When you return from foo, you tell the OS that you're no longer using that memory and it can be reassigned to something else. If you're lucky and it never does get reassigned, and the OS doesn't catch you using it again, then you'll get away with the lie. Chances are though you'll end up writing over whatever else ends up with that address.

Now if you're wondering why the compiler doesn't complain, it's probably because foo got eliminated by optimization. It usually will warn you about this sort of thing. C assumes you know what you're doing though, and technically you haven't violated scope here (there's no reference to a itself outside of foo), only memory access rules, which only triggers a warning rather than an error.

In short: this won't usually work, but sometimes will by chance.


You never throw a C++ exception by accessing invalid memory. You are just giving an example of the general idea of referencing an arbitrary memory location. I could do the same like this:

unsigned int q = 123456;

*(double*)(q) = 1.2;

Here I am simply treating 123456 as the address of a double and write to it. Any number of things could happen:

  1. q might in fact genuinely be a valid address of a double, e.g. double p; q = &p;.
  2. q might point somewhere inside allocated memory and I just overwrite 8 bytes in there.
  3. q points outside allocated memory and the operating system's memory manager sends a segmentation fault signal to my program, causing the runtime to terminate it.
  4. You win the lottery.

The way you set it up it is a bit more reasonable that the returned address points into a valid area of memory, as it will probably just be a little further down the stack, but it is still an invalid location that you cannot access in a deterministic fashion.

Nobody will automatically check the semantic validity of memory addresses like that for you during normal program execution. However, a memory debugger such as valgrind will happily do this, so you should run your program through it and witness the errors.

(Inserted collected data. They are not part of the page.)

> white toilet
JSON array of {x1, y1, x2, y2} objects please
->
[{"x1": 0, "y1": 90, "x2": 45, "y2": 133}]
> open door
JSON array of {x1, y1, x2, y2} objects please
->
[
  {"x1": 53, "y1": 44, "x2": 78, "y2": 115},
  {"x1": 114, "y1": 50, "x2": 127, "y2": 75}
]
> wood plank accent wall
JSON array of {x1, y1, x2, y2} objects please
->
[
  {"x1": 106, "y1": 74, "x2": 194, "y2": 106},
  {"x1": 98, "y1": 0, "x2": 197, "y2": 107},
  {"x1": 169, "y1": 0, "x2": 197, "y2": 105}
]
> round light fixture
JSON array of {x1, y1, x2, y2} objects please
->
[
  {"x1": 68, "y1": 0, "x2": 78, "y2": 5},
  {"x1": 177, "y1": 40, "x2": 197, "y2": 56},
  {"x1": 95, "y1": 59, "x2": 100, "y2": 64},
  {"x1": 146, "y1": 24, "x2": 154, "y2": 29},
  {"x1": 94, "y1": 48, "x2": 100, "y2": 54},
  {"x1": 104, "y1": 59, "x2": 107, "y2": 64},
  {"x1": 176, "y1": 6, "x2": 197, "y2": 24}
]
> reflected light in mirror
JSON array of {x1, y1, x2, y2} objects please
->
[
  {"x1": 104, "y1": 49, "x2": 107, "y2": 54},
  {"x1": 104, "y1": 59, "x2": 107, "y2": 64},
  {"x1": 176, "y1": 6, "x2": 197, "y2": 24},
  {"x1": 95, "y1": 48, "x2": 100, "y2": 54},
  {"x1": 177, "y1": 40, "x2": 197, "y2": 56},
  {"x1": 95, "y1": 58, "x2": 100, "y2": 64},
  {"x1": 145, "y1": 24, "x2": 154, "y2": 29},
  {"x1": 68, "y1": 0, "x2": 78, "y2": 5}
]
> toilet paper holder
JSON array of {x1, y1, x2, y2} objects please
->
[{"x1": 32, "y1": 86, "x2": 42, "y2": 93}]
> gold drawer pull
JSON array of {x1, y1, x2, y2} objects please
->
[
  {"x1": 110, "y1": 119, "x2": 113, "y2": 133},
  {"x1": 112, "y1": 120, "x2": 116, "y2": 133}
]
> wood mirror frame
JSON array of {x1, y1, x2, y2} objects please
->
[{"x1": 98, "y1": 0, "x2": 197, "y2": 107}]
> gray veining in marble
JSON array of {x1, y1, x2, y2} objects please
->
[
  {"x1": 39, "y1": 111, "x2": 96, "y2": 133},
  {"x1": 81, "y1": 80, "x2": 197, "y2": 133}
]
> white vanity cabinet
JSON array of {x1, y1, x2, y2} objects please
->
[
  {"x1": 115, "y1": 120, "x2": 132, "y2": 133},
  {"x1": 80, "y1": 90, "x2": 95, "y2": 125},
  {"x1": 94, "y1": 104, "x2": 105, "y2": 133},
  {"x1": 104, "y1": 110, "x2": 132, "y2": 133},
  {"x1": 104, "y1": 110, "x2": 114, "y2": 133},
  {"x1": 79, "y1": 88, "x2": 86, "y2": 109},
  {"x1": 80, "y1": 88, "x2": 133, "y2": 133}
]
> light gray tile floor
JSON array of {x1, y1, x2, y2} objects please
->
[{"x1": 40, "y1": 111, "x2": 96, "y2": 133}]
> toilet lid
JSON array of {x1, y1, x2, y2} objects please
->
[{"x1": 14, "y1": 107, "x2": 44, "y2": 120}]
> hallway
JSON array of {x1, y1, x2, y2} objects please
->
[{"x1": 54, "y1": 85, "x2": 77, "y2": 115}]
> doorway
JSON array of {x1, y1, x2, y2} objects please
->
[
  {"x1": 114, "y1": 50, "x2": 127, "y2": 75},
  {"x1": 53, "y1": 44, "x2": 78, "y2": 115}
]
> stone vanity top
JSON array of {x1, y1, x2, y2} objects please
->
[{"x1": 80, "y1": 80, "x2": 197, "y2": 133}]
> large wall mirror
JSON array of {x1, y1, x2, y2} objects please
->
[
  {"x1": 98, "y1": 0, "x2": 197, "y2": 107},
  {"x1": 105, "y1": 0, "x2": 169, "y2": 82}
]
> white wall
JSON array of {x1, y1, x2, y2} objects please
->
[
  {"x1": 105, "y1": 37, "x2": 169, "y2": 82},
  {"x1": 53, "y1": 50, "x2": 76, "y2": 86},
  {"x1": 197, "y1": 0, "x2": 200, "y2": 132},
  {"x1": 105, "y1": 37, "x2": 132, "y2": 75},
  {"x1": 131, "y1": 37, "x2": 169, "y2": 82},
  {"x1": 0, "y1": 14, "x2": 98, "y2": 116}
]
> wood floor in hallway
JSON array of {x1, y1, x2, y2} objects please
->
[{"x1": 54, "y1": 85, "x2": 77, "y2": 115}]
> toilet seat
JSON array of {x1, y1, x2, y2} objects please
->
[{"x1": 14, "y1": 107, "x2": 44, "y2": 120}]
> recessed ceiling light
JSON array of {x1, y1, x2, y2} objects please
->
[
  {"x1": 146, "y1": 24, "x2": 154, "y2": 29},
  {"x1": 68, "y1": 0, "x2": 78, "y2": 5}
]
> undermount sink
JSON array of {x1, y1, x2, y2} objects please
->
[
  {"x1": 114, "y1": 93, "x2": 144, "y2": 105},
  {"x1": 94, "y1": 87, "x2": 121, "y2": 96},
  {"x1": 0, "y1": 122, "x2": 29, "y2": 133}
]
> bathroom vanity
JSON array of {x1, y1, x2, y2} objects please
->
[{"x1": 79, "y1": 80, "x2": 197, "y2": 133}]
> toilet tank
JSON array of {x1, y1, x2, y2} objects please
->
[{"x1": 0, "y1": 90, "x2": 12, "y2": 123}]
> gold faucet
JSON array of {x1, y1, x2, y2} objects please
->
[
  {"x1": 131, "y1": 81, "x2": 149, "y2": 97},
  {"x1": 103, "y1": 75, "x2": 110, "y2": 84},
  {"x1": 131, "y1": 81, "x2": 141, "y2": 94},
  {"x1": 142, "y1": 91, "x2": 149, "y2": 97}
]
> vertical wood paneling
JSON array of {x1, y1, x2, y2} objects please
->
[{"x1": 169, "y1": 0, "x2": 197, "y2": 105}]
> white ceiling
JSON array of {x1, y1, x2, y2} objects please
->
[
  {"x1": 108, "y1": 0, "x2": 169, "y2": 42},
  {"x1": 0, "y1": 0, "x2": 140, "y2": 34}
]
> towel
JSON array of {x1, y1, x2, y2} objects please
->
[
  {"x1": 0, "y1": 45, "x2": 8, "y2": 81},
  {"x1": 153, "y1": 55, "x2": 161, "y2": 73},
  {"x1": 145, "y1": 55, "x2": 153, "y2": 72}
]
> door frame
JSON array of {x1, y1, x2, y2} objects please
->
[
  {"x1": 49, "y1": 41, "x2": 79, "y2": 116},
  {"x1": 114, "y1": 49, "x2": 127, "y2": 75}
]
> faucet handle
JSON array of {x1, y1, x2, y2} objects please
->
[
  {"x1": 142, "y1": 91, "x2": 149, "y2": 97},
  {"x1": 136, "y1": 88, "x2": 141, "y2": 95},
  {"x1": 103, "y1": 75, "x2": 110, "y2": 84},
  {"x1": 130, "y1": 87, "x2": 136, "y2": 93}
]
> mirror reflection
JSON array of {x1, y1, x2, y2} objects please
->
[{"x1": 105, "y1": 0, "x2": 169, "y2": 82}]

This behavior is undefined, as Alex pointed out--in fact, most compilers will warn against doing this, because it's an easy way to get crashes.

For an example of the kind of spooky behavior you are likely to get, try this sample:

int *a()
{
   int x = 5;
   return &x;
}

void b( int *c )
{
   int y = 29;
   *c = 123;
   cout << "y=" << y << endl;
}

int main()
{
   b( a() );
   return 0;
}

This prints out "y=123", but your results may vary (really!). Your pointer is clobbering other, unrelated local variables.

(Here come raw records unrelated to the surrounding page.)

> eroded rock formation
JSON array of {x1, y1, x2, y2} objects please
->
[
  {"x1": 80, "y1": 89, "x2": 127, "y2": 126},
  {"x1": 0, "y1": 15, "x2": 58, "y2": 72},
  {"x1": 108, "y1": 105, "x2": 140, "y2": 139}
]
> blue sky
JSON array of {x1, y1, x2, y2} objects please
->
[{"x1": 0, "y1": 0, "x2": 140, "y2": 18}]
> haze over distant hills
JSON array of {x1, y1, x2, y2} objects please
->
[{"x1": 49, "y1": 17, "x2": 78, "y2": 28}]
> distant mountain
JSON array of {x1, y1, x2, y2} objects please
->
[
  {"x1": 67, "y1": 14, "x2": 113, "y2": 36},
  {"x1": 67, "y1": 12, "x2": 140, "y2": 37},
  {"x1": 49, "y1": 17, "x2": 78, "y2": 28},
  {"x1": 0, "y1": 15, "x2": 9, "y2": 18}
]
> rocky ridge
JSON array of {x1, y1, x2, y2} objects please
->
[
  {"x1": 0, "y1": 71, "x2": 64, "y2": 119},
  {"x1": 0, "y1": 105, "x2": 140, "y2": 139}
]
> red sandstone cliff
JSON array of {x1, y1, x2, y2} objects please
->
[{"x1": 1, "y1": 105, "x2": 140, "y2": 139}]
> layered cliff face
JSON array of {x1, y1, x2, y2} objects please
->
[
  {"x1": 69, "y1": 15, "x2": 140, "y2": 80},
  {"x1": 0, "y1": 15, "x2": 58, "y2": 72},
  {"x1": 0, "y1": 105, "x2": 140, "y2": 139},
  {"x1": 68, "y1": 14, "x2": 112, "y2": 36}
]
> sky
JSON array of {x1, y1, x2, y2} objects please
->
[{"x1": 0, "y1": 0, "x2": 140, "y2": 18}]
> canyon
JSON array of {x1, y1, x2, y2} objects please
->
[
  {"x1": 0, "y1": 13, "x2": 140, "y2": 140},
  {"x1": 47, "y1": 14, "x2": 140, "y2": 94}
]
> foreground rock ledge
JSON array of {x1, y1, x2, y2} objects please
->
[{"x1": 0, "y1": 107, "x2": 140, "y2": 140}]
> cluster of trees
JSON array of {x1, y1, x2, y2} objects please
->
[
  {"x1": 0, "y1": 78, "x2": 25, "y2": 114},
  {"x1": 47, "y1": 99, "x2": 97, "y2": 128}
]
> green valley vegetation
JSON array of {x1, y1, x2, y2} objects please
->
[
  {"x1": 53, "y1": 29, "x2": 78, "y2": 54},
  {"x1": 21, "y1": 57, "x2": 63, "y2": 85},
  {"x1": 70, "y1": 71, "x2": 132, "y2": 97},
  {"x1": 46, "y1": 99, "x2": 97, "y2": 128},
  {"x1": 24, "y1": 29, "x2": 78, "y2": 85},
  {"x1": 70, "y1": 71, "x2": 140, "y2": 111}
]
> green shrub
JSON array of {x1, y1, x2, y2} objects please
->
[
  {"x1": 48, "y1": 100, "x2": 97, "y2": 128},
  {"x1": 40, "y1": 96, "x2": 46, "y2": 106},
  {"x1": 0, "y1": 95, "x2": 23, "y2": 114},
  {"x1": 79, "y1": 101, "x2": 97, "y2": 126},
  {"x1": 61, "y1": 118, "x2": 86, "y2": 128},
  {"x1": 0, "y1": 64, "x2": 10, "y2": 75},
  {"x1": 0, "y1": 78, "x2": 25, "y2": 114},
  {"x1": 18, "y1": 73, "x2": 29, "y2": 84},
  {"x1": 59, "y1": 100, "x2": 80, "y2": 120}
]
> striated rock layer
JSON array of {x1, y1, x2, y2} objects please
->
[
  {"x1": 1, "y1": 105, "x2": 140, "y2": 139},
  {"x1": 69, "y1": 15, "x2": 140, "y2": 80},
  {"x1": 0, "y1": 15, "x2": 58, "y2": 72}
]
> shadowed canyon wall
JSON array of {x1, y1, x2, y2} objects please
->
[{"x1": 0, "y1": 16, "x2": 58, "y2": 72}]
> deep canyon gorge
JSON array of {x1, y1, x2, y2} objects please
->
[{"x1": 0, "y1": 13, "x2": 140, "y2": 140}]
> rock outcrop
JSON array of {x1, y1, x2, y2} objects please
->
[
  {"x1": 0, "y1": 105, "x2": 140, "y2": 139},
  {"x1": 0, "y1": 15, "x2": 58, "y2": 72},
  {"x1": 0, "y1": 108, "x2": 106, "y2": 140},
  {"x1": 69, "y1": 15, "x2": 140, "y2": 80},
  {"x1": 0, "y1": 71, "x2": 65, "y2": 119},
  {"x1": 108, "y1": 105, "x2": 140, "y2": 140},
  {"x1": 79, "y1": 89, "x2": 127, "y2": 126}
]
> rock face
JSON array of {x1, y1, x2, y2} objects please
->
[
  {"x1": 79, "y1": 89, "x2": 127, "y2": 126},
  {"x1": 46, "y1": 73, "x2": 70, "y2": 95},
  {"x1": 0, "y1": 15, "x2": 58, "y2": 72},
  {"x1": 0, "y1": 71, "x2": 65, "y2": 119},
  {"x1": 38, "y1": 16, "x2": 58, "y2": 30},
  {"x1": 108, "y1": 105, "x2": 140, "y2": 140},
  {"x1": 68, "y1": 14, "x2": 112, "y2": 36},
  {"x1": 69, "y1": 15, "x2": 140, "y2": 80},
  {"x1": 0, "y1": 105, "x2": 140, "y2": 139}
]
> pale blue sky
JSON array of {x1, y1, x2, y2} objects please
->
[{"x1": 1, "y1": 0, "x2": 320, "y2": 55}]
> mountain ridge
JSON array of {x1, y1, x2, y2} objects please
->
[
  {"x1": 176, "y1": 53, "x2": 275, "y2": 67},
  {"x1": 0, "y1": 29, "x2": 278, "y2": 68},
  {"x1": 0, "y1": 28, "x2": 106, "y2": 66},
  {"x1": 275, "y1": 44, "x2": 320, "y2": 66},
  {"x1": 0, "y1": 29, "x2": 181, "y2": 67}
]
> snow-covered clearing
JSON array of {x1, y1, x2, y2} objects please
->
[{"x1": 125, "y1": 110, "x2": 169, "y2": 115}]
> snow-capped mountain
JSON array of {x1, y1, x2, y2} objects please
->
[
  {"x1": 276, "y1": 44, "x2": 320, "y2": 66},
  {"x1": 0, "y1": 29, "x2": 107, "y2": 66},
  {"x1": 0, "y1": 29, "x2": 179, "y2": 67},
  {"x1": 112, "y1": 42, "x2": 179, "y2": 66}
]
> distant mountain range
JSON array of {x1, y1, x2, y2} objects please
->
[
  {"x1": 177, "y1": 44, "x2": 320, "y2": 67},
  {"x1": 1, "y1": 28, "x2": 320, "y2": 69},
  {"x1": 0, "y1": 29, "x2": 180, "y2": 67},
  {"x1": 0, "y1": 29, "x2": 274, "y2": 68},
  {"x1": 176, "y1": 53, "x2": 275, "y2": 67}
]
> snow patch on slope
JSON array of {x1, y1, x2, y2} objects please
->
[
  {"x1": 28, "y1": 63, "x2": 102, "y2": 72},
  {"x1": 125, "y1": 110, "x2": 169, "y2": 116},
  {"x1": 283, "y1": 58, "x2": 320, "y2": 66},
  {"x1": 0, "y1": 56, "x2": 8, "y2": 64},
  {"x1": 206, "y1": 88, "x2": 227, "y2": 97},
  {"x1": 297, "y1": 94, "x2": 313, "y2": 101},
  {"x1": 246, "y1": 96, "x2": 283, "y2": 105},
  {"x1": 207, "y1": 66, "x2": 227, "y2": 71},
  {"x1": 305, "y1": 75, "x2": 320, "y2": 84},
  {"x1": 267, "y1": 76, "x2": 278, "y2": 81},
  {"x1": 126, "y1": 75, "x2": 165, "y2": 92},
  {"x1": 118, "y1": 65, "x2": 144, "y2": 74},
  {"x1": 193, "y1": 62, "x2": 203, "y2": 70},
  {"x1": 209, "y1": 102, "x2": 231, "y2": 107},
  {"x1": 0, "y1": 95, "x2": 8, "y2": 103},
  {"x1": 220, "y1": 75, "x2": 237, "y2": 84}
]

That's classic undefined behaviour that's been discussed here not two days ago -- search around the site for a bit. In a nutshell, you were lucky, but anything could have happened and your code is making invalid access to memory.


A little addition to all the answers:

if you do something like that:

#include<stdio.h>
#include <stdlib.h>
int * foo(){
    int a = 5;
    return &a;
}
void boo(){
    int a = 7;

}
int main(){
    int * p = foo();
    boo();
    printf("%d\n",*p);
}

the output probably will be: 7

That is because after returning from foo() the stack is freed and then reused by boo(). If you deassemble the executable you will see it clearly.


The things with correct (?) console output can change dramatically if you use ::printf but not cout. You can play around with debugger within below code (tested on x86, 32-bit, MSVisual Studio):

char* foo() 
{
  char buf[10];
  ::strcpy(buf, "TEST”);
  return buf;
}

int main() 
{
  char* s = foo();    //place breakpoint & check 's' varialbe here
  ::printf("%s\n", s); 
}

In C++, you can access any address, but it doesn't mean you should. The address you are accessing is no longer valid. It works because nothing else scrambled the memory after foo returned, but it could crash under many circumstances. Try analyzing your program with Valgrind, or even just compiling it optimized, and see...


You actually invoked undefined behaviour.

Returning the address of a temporary works, but as temporaries are destroyed at the end of a function the results of accessing them will be undefined.

So you did not modify a but rather the memory location where a once was. This difference is very similar to the difference between crashing and not crashing.